3 gece kişi başı 7500 TL!
Şimdi haklı olarak 'kaçırmamak' için elimi çabuk tuttum tabii.
Bir hesap, bizim çekirdek aile artık 3 kişi, Doğa büyüdü.
3 çarp 7500, eşittir, 22 bin 500 TL!
3 gün!
Hem de kaçırılmayacak türden!
Geçmişte Avrupa'da, Antalya'da veya Uzak Doğu'da tatil yapan biri olarak çok net söyleyebilirim ki, artık orta halli için ülke içinde de tatil kavramı bitti.
Avrupa filmlerde, fotoğraflarda, bazen rüyalarda.
3 güne 22 bin TL verebilecek biri kaldıysa kendi sınıfımda kendisini tebrik ederim vesselam.
Bu hesaptan çıkan sonuç ne mi peki?
Bundan sonra ne olur, gelin sesli düşünelim.
***
► Pahalılık aynı oranda sürer ve fiyatlar bu hızla artmaya devam ederse temel gıda maddelerini satın almak artık imkânsızlaşır, et eve giremez, tavuk sınırlı sayıda girer, yumurtaya döneriz, o da zar zor.
► Ayda bir gidilen restoran sıfıra çekilir.
► Hafta sonu gezmesi için yeniden 'ucuzundan' piknik dönemine girilir (Bakınız: 80'ler/90'lar)
► Ulaşım ciddi sorun olur, şehirler arası seyahat en aza indirilir.
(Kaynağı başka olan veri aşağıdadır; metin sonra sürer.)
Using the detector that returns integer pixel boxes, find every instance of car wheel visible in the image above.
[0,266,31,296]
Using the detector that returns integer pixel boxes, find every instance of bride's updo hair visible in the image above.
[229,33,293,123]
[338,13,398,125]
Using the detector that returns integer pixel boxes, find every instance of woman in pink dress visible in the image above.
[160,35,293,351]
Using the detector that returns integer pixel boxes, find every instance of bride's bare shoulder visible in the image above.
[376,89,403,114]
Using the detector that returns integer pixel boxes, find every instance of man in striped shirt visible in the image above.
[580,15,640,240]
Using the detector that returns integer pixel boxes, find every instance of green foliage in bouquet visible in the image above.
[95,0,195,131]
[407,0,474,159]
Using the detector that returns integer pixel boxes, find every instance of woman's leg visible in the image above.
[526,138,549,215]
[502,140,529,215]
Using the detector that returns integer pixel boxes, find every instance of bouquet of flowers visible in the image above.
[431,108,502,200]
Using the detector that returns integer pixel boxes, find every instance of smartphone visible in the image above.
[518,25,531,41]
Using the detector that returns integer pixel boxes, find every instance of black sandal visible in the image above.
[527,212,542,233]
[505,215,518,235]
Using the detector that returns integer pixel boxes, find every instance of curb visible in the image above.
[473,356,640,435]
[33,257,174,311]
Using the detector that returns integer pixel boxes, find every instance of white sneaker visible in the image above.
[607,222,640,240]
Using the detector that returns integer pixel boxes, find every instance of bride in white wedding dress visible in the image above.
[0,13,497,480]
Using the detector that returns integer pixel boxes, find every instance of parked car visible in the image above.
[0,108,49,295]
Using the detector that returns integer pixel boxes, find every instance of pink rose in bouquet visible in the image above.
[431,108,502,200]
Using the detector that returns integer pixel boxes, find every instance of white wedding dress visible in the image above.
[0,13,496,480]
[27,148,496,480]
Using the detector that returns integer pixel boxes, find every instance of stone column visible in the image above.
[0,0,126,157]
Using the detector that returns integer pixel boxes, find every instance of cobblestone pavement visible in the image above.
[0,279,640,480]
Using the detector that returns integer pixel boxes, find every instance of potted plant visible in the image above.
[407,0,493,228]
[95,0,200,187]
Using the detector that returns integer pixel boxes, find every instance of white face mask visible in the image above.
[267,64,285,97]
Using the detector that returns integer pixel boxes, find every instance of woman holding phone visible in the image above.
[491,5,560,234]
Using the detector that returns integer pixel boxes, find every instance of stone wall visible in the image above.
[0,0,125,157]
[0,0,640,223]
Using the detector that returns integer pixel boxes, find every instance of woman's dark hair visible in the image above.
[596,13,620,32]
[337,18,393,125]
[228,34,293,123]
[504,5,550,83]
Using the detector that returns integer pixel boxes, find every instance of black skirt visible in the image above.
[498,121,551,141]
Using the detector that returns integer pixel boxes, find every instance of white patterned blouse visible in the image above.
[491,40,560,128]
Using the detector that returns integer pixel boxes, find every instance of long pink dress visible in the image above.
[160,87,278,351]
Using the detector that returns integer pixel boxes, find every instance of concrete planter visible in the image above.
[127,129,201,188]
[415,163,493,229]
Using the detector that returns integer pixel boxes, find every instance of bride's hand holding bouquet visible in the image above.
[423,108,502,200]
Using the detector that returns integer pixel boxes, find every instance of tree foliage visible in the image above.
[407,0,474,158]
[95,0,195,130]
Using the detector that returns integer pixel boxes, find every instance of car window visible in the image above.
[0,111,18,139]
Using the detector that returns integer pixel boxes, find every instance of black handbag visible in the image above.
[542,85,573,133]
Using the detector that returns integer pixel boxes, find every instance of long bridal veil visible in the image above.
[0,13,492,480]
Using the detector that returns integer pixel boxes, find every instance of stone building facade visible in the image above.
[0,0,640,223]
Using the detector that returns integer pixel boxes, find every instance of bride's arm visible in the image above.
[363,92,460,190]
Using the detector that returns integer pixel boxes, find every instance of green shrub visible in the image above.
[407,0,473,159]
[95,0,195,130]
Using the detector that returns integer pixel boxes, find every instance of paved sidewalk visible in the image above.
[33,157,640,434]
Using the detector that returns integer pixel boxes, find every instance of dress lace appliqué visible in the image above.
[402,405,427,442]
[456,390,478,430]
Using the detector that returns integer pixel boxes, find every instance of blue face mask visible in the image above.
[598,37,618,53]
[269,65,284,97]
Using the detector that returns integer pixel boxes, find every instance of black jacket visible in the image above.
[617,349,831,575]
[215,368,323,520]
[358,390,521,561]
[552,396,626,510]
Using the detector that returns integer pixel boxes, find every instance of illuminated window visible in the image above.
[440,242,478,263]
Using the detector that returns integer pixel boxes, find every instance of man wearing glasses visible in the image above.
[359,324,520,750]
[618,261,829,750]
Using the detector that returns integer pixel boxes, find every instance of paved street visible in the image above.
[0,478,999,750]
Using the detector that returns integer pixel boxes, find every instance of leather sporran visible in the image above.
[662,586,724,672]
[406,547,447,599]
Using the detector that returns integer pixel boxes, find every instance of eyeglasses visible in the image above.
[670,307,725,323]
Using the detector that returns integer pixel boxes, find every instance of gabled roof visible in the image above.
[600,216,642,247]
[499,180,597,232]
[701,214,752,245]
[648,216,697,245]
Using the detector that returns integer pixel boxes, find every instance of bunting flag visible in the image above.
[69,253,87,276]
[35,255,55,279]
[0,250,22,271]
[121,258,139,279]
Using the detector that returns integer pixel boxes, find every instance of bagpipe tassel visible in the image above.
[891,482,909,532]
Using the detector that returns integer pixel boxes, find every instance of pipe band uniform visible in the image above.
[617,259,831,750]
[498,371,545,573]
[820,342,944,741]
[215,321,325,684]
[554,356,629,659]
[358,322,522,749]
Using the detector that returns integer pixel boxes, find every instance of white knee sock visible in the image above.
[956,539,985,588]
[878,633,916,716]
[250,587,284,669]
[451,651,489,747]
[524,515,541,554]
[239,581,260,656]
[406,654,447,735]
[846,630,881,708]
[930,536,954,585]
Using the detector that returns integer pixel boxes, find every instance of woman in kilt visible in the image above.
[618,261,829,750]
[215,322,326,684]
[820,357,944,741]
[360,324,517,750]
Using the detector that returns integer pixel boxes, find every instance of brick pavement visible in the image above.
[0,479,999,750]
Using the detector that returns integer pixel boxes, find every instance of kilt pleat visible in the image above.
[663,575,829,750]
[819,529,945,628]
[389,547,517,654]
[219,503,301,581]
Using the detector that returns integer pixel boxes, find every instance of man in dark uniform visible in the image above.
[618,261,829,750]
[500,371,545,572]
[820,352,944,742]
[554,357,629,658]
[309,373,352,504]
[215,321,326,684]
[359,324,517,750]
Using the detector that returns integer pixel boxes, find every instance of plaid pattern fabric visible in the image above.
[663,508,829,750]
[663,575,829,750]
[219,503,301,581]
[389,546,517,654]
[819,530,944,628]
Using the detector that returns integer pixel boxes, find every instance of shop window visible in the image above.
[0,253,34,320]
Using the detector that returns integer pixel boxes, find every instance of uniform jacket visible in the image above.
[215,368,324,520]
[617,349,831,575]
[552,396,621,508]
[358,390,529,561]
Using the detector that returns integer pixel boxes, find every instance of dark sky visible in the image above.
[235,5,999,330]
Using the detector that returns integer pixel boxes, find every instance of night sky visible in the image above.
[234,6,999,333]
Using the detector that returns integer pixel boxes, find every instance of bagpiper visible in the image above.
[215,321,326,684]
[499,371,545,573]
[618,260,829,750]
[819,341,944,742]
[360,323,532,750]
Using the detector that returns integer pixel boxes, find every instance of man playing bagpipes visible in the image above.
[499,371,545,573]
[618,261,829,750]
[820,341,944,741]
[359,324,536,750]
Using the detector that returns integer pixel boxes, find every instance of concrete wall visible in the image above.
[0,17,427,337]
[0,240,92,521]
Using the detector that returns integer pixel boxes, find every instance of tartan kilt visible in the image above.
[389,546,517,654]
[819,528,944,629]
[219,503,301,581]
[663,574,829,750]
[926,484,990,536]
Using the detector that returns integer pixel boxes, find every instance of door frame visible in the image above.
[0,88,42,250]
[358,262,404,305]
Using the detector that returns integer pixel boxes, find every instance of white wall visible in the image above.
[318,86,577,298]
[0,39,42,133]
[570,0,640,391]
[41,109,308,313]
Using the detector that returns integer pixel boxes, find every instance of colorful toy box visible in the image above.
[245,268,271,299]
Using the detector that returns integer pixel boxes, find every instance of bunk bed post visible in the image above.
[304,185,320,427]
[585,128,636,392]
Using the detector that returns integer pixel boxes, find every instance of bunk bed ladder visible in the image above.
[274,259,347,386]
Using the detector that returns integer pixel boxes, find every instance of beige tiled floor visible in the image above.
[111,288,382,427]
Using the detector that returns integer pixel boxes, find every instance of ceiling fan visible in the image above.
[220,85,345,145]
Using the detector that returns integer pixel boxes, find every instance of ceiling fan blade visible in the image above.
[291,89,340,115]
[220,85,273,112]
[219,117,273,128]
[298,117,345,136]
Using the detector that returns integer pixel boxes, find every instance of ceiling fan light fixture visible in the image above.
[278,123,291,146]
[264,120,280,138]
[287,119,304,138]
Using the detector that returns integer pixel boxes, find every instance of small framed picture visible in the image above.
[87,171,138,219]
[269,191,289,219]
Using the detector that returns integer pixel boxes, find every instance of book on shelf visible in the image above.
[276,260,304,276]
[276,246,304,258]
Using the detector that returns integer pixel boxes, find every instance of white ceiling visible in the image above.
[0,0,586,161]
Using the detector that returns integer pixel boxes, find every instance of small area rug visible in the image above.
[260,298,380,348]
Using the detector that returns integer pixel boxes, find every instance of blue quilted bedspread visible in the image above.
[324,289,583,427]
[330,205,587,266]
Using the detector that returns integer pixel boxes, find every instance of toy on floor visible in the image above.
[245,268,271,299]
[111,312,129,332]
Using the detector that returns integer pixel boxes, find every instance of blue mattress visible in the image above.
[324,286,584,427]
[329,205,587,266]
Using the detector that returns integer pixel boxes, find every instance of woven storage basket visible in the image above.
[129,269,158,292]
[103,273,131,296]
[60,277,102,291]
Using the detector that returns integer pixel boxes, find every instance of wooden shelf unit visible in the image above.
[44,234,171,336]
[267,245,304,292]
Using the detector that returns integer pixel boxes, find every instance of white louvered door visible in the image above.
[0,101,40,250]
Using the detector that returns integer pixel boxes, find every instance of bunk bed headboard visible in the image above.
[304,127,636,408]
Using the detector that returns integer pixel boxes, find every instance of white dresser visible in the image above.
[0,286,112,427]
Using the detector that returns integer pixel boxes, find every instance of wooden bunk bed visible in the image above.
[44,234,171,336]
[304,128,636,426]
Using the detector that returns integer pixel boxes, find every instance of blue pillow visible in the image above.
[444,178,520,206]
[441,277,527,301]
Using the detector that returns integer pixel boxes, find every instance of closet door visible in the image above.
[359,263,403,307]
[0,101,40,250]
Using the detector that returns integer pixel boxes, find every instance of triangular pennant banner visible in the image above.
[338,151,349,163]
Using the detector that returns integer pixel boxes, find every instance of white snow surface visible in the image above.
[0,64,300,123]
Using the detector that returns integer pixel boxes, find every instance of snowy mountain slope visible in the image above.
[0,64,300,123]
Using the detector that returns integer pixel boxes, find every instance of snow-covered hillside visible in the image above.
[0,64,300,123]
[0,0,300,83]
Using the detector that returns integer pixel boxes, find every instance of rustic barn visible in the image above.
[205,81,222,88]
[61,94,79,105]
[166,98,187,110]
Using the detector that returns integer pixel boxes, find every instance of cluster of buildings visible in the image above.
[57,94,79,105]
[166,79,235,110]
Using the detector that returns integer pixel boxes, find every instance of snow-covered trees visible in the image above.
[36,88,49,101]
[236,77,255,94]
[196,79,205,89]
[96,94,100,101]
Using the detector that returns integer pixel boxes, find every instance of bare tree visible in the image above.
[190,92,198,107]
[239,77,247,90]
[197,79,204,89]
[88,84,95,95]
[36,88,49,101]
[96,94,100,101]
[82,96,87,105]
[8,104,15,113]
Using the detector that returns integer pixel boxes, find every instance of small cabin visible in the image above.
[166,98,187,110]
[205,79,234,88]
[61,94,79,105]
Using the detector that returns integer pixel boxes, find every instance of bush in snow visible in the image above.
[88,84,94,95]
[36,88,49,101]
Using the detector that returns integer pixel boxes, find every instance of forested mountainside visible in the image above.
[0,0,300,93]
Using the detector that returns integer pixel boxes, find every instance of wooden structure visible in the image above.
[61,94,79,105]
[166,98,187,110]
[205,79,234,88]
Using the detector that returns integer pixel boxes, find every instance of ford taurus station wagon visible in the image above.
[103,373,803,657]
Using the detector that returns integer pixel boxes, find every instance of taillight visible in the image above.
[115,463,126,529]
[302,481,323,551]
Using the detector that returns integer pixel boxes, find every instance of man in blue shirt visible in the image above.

► 'Yeni' bir şeyler satın almak minimuma düşürülür, kıyafet, telefon vesaire…
► Sadece ama sadece eldeki para elzem, hayatta kalmak için, zorunlu ihtiyaçlar için kullanılır.
Sonrasını düşünmek bile istemiyorum.
‘Yerel yönetim krizi’nden 7 UBP sonucu
Yerel yönetim tartışmalarına bakın, bu nasıl bir keşmekeştir!
UBP’nin bir yasa değişikliği ile ilgili çıkardığım 7 sonuç budur:
► BİR: UBP kendi ile bile istişare etmeden bir adım atacağını açıklar, kimseyle konuşmadan adım atmaya kalkışır.
► İKİ: UBP atacağı her adımda en az 4’e bölünür.
► ÜÇ: UBP atacağı adımı atamadan üzerinde fikir değişir.
► DÖRT: UBP geçmişe dönük kendi liderlerine (ya da yöneticilerine) işaret ederek ‘kötü yönetim’den bahseder (Bakınız: Batmış belediyeler tespiti)
► BEŞ: UBP hiçbir zaman konsensüs sağlamak istemez, zaten onu da beceremez, niyeti de yoktur.
► ALTI: UBP başında murat ettiği ile sonuçta yarattığı arasındaki farkı da fark etmez.
► YEDİ: UBP krizleri çözmek yerine üzerine yeni krizler eklemekte liderdir.
Şimdi hangi eylem heyecanlandırır sizi?
Son zamanlardaki eylemlerin ‘yumuşaklığını’ fark ettiniz mi?
3-5 sendikacı, bir pankart, oldu size eylem!
Siyasi tarihimizin en çalkantılı günlerini yaşadık.
Nice siyasi krizler, nice ekonomik yıkımlardan da ötesi durumlar gündeme geldi.
En büyük pahalılıklar son 2 yılda oldu.
En büyük fakirleşme.
En acı reçeteler.
En can yakıcı sonuçlar.
En kötü yönetimleri yaşadık/yaşattılar.
Peki sokaklarda ne var, gördünüz mü?
Büyük bir yılgınlık!
Bir kamyon ölü toprağı!
Birkaç sendikanın ufak eylemleri dışında kitlesel protesto planlayan var mı?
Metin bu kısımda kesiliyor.